Quanto la staffetta di Lillehammer possa essere
rimasto nell’immaginario collettivo degli sportivi norvegesi (più ancora
che in quello italiano) mi è parso chiaro quando mi sono cimentato come
speaker ai JWOC in Primiero, anzi meglio: nella
5 giorni di contorno. Erano tantissimi i norvegesi scesi in Trentino
per le gare, per tifare ai JWOC e non certo per ascoltare uno speaker
come me. In occasione della terza tappa, avemmo nella stessa giornata a
grandine (quando ho fatto la gara io), poi un
sole splendido e poi in serata di nuovo la grandine. La gara terminava
lassù sullo sperduto piazzale dell’Ecoqualcosa di S.Martino, dove non
c’era una vera e propria arena-gara e dove quindi non dovevo condividere
il microfono con nessun Timo o Lucie o Wolfgang;
quindi Fabio Dalla Riva ed io siamo liberi di fare tutto il casino che
vogliamo, mettere la musica, dare classifiche alla caxxo, prendere in
giro chiunque e parlare al microfono di tutto quel che ci pare. Sono
libero di intervistare Helena Jansson e dire che
se non accenna subito a qualche passo di danza al ritmo di
“Voulez-vous” degli ABBA non le verrà consegnato il premio per il primo
posto Elite di tappa; sono libero di intervistare Allan Mogensen
chiedendogli “Sai che sei l’idolo di un mio compagno di staffetta
perché una volta ad un mondiale master ha fatto una lanterna meglio di
te?” (segue il suo sguardo mooooolto perplesso).

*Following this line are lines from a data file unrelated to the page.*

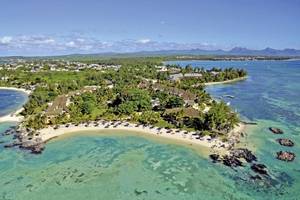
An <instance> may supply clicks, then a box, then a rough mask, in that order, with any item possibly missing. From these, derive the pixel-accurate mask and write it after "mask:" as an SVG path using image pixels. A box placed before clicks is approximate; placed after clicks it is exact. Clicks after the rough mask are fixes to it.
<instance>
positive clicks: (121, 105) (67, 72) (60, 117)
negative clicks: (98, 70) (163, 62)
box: [0, 58, 247, 134]
mask: <svg viewBox="0 0 300 200" xmlns="http://www.w3.org/2000/svg"><path fill="white" fill-rule="evenodd" d="M85 61H86V62H92V61H89V60H85ZM101 62H102V64H103V63H107V64H121V65H122V67H121V68H120V69H118V70H113V69H107V70H105V71H104V72H101V71H97V70H91V69H86V70H82V71H79V72H72V71H61V72H55V71H43V72H35V73H33V72H30V71H28V70H23V69H22V68H21V69H18V70H16V71H8V70H1V71H0V75H2V76H5V77H8V79H7V80H1V81H0V85H3V86H14V87H25V88H26V87H31V86H35V90H34V91H33V93H32V94H31V95H30V97H29V101H28V102H27V103H26V104H25V106H24V108H25V109H24V111H23V112H22V115H24V117H25V121H24V125H25V126H27V127H30V128H33V129H40V128H42V127H45V126H47V125H55V124H65V123H70V122H72V123H75V124H78V123H81V122H87V121H91V120H96V119H107V120H113V119H117V120H131V121H133V122H137V123H142V124H152V125H156V126H159V127H174V128H175V127H176V128H183V129H187V130H200V131H202V132H205V131H209V132H210V133H211V134H212V133H213V134H224V133H226V132H228V131H229V130H230V129H232V128H233V127H234V126H235V124H237V123H238V117H237V115H236V114H235V113H233V112H232V111H231V109H230V108H229V107H228V106H227V105H226V104H224V103H222V102H221V103H217V102H215V101H212V98H211V97H210V96H209V94H207V93H206V92H205V89H204V87H203V85H202V84H199V85H197V86H196V87H195V86H194V85H195V84H197V83H202V82H206V81H212V80H211V79H213V81H218V80H219V79H222V80H224V79H232V78H236V77H241V76H245V75H246V74H247V73H246V72H245V71H244V70H237V69H232V68H229V69H224V70H220V69H212V71H214V72H218V73H217V75H216V76H212V75H211V71H206V70H203V69H197V70H196V69H194V68H192V67H191V66H186V67H185V68H183V69H182V68H180V67H179V66H168V67H169V68H176V69H179V70H181V72H182V73H191V72H201V73H203V77H202V78H201V79H200V80H199V79H197V78H195V79H193V78H191V79H183V80H182V81H180V82H173V81H169V80H168V77H169V72H158V71H157V68H156V66H157V65H160V64H161V63H160V60H159V59H157V58H153V59H149V58H119V59H109V60H102V61H98V63H101ZM145 80H149V81H151V80H158V82H159V84H161V85H162V86H165V87H166V88H168V87H173V88H178V89H183V90H184V91H187V92H189V93H192V94H194V95H195V96H196V99H195V103H198V104H199V106H200V107H201V106H204V105H206V106H210V107H211V108H210V110H209V111H208V112H207V113H202V112H200V111H199V114H198V115H196V116H188V115H185V114H184V112H183V110H184V109H186V103H185V101H184V99H183V98H182V97H180V96H177V95H173V94H171V93H169V92H168V91H165V90H164V91H159V90H154V89H152V88H151V87H149V88H143V89H141V88H139V84H140V83H142V82H143V81H145ZM108 85H113V87H108ZM85 86H98V87H97V89H96V90H95V91H93V92H90V91H83V90H82V89H83V88H84V87H85ZM61 95H67V96H68V98H69V100H70V105H69V106H68V108H67V109H65V110H63V112H61V113H60V114H57V115H56V116H49V115H47V108H48V107H49V105H48V104H49V103H50V102H53V101H54V100H55V99H56V98H58V96H61ZM170 109H181V111H179V112H175V113H168V112H167V111H168V110H170Z"/></svg>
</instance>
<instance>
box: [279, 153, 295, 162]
mask: <svg viewBox="0 0 300 200" xmlns="http://www.w3.org/2000/svg"><path fill="white" fill-rule="evenodd" d="M295 157H296V155H295V154H294V153H292V152H289V151H279V152H277V159H278V160H283V161H286V162H290V161H293V160H294V159H295Z"/></svg>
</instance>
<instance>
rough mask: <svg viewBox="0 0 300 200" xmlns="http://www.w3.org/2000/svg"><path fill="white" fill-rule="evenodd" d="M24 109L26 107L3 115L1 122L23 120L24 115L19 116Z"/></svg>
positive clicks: (0, 121) (20, 121)
mask: <svg viewBox="0 0 300 200" xmlns="http://www.w3.org/2000/svg"><path fill="white" fill-rule="evenodd" d="M23 110H24V108H23V107H22V108H20V109H18V110H16V111H14V112H12V113H10V114H8V115H4V116H2V117H0V123H1V122H22V120H23V119H24V117H23V116H18V115H19V114H20V113H21V112H22V111H23Z"/></svg>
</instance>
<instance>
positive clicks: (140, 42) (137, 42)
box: [137, 38, 151, 44]
mask: <svg viewBox="0 0 300 200" xmlns="http://www.w3.org/2000/svg"><path fill="white" fill-rule="evenodd" d="M149 42H151V40H150V39H148V38H145V39H139V40H137V43H141V44H146V43H149Z"/></svg>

Ad un certo punto
dall’arena-stadio di San Martino di Castrozza sale una notizia: gli
atleti si stanno lamentando perché gli arrivi non
se li fila nessuno, mentre su c’è un matto che mette la musica e fa
commenti in sei lingue (tre le so, per le altre invento)!
Non so come e perché, Fabio ed io andammo a parlare
di Lillehammer (forse era arrivato al tragiardo proprio qualcuno del
locale orienteering team) ed io cominciai, nel mio basico inglese, a
raccontare la storia della staffetta del 1994.

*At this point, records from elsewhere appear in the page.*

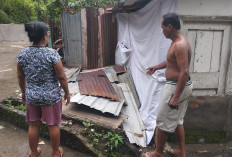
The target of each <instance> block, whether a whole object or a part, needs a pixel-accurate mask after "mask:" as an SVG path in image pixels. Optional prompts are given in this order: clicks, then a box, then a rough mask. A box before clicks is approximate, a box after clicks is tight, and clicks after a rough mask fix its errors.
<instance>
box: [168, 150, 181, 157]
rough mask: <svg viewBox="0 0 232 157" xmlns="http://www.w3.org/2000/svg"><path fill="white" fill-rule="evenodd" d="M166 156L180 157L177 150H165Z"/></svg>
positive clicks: (180, 153)
mask: <svg viewBox="0 0 232 157" xmlns="http://www.w3.org/2000/svg"><path fill="white" fill-rule="evenodd" d="M167 153H168V155H170V156H171V157H180V156H181V151H180V150H178V149H175V150H174V149H168V150H167Z"/></svg>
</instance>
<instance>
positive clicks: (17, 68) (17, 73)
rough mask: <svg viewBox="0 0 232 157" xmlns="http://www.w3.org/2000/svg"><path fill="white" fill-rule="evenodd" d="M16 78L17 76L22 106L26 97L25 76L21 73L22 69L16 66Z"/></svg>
mask: <svg viewBox="0 0 232 157" xmlns="http://www.w3.org/2000/svg"><path fill="white" fill-rule="evenodd" d="M17 76H18V82H19V87H20V89H21V92H22V101H23V103H24V104H26V97H25V84H26V82H25V80H26V79H25V74H24V72H23V69H22V67H21V66H20V65H19V64H17Z"/></svg>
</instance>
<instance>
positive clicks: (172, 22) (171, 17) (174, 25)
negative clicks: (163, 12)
mask: <svg viewBox="0 0 232 157" xmlns="http://www.w3.org/2000/svg"><path fill="white" fill-rule="evenodd" d="M169 24H170V25H172V26H173V27H174V28H175V29H177V30H180V20H179V17H178V15H177V14H176V13H167V14H165V15H164V16H163V25H164V26H168V25H169Z"/></svg>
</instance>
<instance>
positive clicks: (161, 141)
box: [154, 128, 168, 157]
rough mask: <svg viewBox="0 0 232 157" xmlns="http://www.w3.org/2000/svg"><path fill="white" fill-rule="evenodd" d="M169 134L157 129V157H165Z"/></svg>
mask: <svg viewBox="0 0 232 157" xmlns="http://www.w3.org/2000/svg"><path fill="white" fill-rule="evenodd" d="M167 139H168V134H167V133H166V132H163V131H161V130H159V129H158V128H157V129H156V149H155V154H154V156H155V157H163V151H164V146H165V143H166V142H167Z"/></svg>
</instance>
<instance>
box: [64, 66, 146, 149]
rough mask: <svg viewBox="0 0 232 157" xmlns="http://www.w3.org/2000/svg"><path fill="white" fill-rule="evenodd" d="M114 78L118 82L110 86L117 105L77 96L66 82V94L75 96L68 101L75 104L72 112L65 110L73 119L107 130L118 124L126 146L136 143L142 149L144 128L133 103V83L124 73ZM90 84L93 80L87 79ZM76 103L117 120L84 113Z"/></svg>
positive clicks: (144, 131)
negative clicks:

Molti norvegesi abbandonarono il posto all’istante!!! Chissà… forse
sono stati loro a raccontare che lassù lo speaker sembrava un matto.
Sono convinto che non se ne siano andati perché erano stufi di sentire
il mio “basico inglese”! Forse se ne sono andati
quando hanno sentito una frase che ancora campeggia nel mio blog: ““Se
non sapete cosa è successo a Lillehammer nel 1994, allora vuol dire che
non siete italiani e non siete nemmeno norvegesi!”
Quella della staffetta italiana di Lillehammer 1994
è la storia che preferisco, è la vittoria sportiva italiana più bella
che è rimasta impressa nella mia memoria, ma è anche solo la puntata “7
di 8”. Perché? La registrazione della staffetta
di Lillehammer è, insieme ai tempi supplementari della prima finale di
Coppa del Mondo di Rugby (Sud Africa – Nuova Zelanda … e se Clint
Eastwood ci ha fatto un film, ci sarà un perché), quella che ho visto
più spesso nel corso degli anni. Salvo un unico evento
sportivo.
Per questo motivo c’è ancora spazio per una storia, anche se per una soltanto.